4: 名無しさん@おーぷん 19/11/17(日)23:43:14 ID:UW0



 寝室から出ると、昨日着ていた服が脱ぎ散らかしてある。玄関の電気はついたままだ。冷蔵庫は誰に聞かせるでもなく低い音を唸り上げ、新たな一日への参加を強いる。
 冷蔵庫の中身を確認すると、同僚のアイドルからもらった人参のしりしりしかない。それと、350mlのビール缶。賞味期限を確認すると、1ヶ月程過ぎている。
 
 「空気には触れていないわけですから……」

 誰に言い訳するわけでもないが、一言断ってから缶を開ける。ぷしゅう、という小気味良い音の後、泡が噴き出てくる。しまった。これは運んでくる途中かどこかで落としたんだっけ。


5: 名無しさん@おーぷん 19/11/17(日)23:43:52 ID:UW0

 「いけません、楓さん。あなたはもう、アイドルなのですから……」

 などと、あなたの声が聞こえてくるようだ。それを聞いたのは。あなたが私を怒ってくれる時の笑顔を見たのは、もう一年も前に遡る。目を閉じると昨日のことのように、あの日の記憶が蘇ってくる。
 周回して現れる不連続点のさらにその先。意識的に追いかけるのをやめていた、でも無意識のうちに何度もリフレインしたあの時のことを。確かに幸せだったあの時間を。壊れてしまった、その時を。

 ───そうだ、あの日も今日と同じ。冬の初め、雨水が雪の結晶に変わる相転移線上の一日。

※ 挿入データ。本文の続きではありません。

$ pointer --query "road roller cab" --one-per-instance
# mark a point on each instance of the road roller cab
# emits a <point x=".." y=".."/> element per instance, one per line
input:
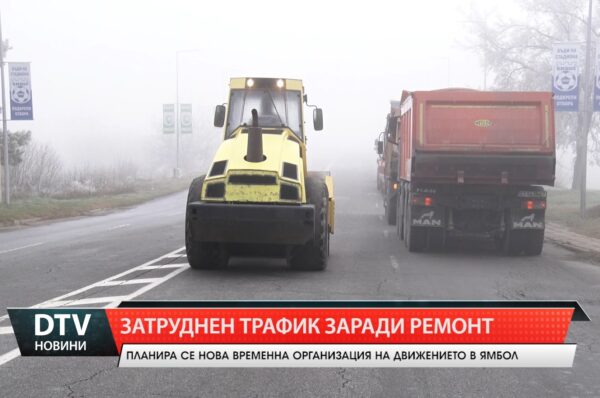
<point x="257" y="198"/>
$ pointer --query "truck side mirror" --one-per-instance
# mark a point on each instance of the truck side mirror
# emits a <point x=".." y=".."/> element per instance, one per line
<point x="219" y="116"/>
<point x="318" y="119"/>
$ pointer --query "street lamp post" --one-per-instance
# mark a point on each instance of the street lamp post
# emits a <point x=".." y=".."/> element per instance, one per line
<point x="6" y="195"/>
<point x="177" y="113"/>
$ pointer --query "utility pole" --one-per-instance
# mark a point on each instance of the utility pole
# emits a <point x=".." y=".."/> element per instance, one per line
<point x="6" y="196"/>
<point x="176" y="173"/>
<point x="587" y="109"/>
<point x="177" y="113"/>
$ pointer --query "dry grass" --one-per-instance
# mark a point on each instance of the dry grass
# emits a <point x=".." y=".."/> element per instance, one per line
<point x="51" y="208"/>
<point x="563" y="208"/>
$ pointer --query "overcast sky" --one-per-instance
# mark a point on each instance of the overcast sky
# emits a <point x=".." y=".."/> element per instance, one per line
<point x="101" y="70"/>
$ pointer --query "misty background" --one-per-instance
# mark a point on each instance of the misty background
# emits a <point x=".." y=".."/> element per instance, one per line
<point x="101" y="70"/>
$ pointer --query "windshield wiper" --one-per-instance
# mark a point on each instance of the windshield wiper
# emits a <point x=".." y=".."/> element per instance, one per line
<point x="275" y="107"/>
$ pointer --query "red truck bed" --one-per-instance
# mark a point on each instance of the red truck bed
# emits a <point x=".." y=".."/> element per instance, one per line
<point x="468" y="136"/>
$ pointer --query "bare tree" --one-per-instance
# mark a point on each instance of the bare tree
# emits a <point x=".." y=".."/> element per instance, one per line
<point x="518" y="51"/>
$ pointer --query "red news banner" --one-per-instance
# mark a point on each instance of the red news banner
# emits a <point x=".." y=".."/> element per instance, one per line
<point x="309" y="334"/>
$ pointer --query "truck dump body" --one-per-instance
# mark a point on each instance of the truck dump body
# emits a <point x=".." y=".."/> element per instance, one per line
<point x="472" y="137"/>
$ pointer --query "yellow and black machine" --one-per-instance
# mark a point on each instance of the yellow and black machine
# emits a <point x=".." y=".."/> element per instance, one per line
<point x="258" y="198"/>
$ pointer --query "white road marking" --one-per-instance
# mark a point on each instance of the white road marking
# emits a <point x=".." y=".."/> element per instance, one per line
<point x="177" y="265"/>
<point x="394" y="262"/>
<point x="9" y="356"/>
<point x="118" y="227"/>
<point x="130" y="282"/>
<point x="22" y="247"/>
<point x="113" y="301"/>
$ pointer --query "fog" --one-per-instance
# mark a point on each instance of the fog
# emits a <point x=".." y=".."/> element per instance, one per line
<point x="101" y="70"/>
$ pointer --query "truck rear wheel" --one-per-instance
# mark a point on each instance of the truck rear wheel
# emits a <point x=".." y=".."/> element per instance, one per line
<point x="391" y="207"/>
<point x="313" y="255"/>
<point x="514" y="242"/>
<point x="415" y="238"/>
<point x="535" y="242"/>
<point x="201" y="255"/>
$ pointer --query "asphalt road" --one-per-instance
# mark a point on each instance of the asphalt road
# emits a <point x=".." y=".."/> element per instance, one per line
<point x="40" y="264"/>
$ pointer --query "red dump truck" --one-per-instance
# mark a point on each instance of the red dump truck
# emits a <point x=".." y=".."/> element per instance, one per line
<point x="470" y="164"/>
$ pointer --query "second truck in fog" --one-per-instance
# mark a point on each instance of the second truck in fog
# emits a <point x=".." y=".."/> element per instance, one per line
<point x="466" y="163"/>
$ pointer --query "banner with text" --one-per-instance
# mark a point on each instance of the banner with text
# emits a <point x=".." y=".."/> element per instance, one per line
<point x="307" y="333"/>
<point x="19" y="77"/>
<point x="565" y="76"/>
<point x="168" y="118"/>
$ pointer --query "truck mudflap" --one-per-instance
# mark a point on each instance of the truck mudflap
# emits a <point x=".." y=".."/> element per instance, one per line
<point x="252" y="223"/>
<point x="527" y="219"/>
<point x="423" y="216"/>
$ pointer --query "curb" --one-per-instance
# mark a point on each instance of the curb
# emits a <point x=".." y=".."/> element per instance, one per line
<point x="560" y="235"/>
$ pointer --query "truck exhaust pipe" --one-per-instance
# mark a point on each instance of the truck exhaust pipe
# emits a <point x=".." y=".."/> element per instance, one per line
<point x="254" y="152"/>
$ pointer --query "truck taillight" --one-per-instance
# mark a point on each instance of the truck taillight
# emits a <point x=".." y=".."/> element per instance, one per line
<point x="533" y="204"/>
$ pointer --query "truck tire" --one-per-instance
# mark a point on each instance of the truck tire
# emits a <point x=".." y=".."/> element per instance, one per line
<point x="535" y="242"/>
<point x="513" y="242"/>
<point x="391" y="206"/>
<point x="400" y="215"/>
<point x="415" y="238"/>
<point x="201" y="255"/>
<point x="436" y="239"/>
<point x="313" y="255"/>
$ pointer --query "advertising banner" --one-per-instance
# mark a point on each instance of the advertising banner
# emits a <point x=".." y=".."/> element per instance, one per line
<point x="19" y="77"/>
<point x="565" y="76"/>
<point x="185" y="118"/>
<point x="307" y="333"/>
<point x="168" y="118"/>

6: 名無しさん@おーぷん 19/11/17(日)23:44:18 ID:UW0

【雨色】



 「高垣さん、お疲れ様でした。早速で申し訳ありませんが、次のお仕事なのですが……」
 「はい。……歌のお仕事をいただけたのですね。」
 「……断ることも、できますが……」
 「どうして? 私、このお仕事をいただけたこと、とても嬉しいです。何より、あなたが私のために取ってきてくれたお仕事、ですから。」
 「……そう仰ってくれるのは幸いですが、あなたならばもっと──」
 「いいえ。……いいえ。お仕事、させていただきたいです。よろしいですか?プロデューサーさん。」
 「……承知しました。それでは、先方にそのように連絡しておきます。」

 最後の言葉を言い切る前のタイミングで、彼は電話を構え、楽屋を後にする。
 その後ろ姿を見送って数秒。ゆるく作動したエアコンの音。今時珍しい、アナログ時計の針の音。ごとり、と冷凍庫で氷が生成されたようだ。

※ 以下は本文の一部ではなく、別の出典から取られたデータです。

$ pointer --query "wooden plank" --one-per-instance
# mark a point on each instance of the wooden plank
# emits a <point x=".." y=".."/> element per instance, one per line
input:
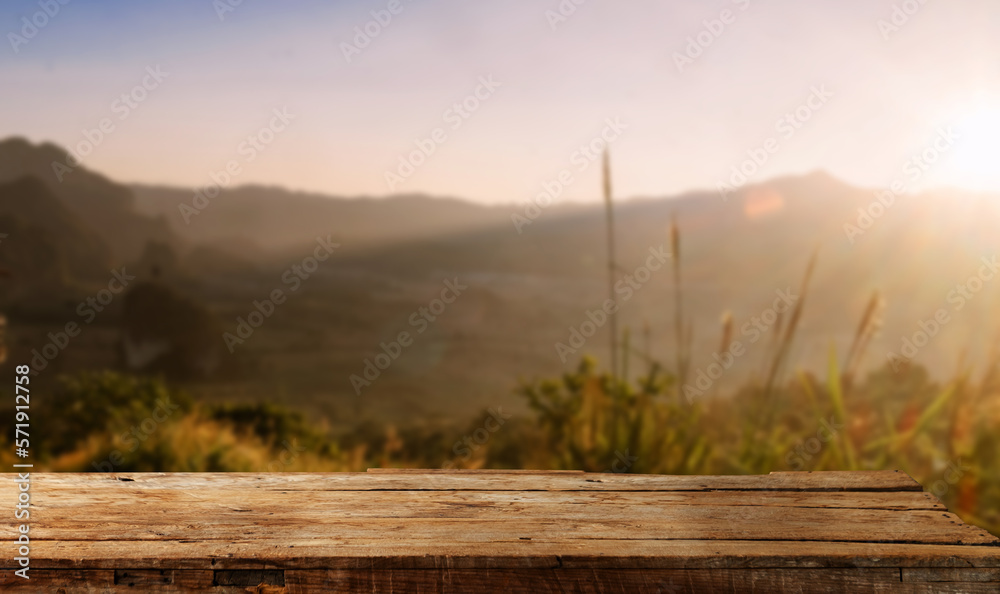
<point x="510" y="580"/>
<point x="474" y="481"/>
<point x="333" y="553"/>
<point x="956" y="574"/>
<point x="615" y="581"/>
<point x="403" y="503"/>
<point x="692" y="523"/>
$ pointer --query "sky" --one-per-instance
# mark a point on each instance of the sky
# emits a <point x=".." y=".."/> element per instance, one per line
<point x="871" y="95"/>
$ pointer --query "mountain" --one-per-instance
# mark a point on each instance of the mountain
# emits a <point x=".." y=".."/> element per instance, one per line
<point x="529" y="288"/>
<point x="45" y="241"/>
<point x="105" y="206"/>
<point x="277" y="219"/>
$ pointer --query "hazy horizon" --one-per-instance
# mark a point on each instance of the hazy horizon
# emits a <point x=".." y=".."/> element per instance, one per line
<point x="354" y="114"/>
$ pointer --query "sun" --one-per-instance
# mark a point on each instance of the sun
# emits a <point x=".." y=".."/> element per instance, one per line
<point x="974" y="162"/>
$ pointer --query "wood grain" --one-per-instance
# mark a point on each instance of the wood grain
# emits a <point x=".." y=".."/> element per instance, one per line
<point x="512" y="531"/>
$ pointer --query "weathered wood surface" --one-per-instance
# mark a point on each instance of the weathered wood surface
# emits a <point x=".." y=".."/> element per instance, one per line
<point x="460" y="531"/>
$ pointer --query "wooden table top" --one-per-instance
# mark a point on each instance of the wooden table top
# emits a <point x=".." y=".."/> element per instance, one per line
<point x="444" y="531"/>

7: 名無しさん@おーぷん 19/11/17(日)23:44:57 ID:UW0

 彼の目から情熱という名の光が失われたように見えたのは、34日前だ。もっと突っ込んで言うと、彼の目から情熱が失われたのは、33日前だ。
 よくこんなことを覚えていると思われるかもしれない。自分でもそう思う。でも、自分が意図するかしないかに関わらず強く心に刻まれる出来事というのは往々にしてあるものだ。
 私が思うに、そのための条件は二つ。一つは、単発であること。時間軸が離散的に区分された、ある一点であること。もう一つは、強く、強く心を揺さぶられること。
 例えば、先週の土曜日の夕ご飯はなんであったか覚えているだろうか。それでは、そのまた前の週は。さらにその前は。しかし、十年も前に三日だけ過ごした修学旅行の記憶は、強く心に残っている。それは、その非日常性と非現実性によるものだと思う。


8: 名無しさん@おーぷん 19/11/17(日)23:45:29 ID:UW0

 だから私は覚えている。34日前のあなたの顔を。33日前のあなたの姿を。それからの、あなたのことを。
 忘れたい。でも忘れられるはずもない。強く大きいあなたの、わななく唇。押し殺した声。薄く濡れたワイシャツの袖。その姿を前にして、あなたを救うことができなかった私。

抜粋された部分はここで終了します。